Real manufacturing output is far higher today than when NAFTA began. That giant sucking sound, is mostly productivity gains ending jobs that apparently no longer needed to exist.
What productivity gain could cause a drop from %18 to %14 in 5 years; that is disruptive. I've been an EE for 20 years, and don't recall any technologies that would cause that. The tech advancements to manufacturing are a slow progression.
Now didn't the BLS reclassify a bunch of service sector jobs as manufacturing, such as manufacturing burgers at McDonald's?
You're proposing that counting burger flipping at McDonald's (or the equivalent) explains an eight fold increase in dollar output per manufacturing worker since 1947, and a doubling since 1997?
I'm not aware of any reclassification by the BLS, such that making burgers is now considered manufacturing. The BLS very clearly still considers McDonald's employees to be service workers, not manufacturing jobs. You can see it in the monthly jobs reports. If all of those types of service workers were now considered manufacturing jobs, we'd have seen a massive boom in manufacturing job creation over time.

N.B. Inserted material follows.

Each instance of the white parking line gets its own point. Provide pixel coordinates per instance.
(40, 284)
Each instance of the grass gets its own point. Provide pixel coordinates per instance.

1) US manufacturing real output, 1985-2015:
http://i.imgur.com/QMRdpJO.png
2) Total construction spending on manufacturing:
http://i.imgur.com/pXKLGdy.png
3) Real manufacturing output per US worker, 1947-2011:
http://i.imgur.com/8SSHwiJ.jpg
Real manufacturing output is far higher today than when NAFTA began. That giant sucking sound, is mostly productivity gains ending jobs that apparently no longer needed to exist.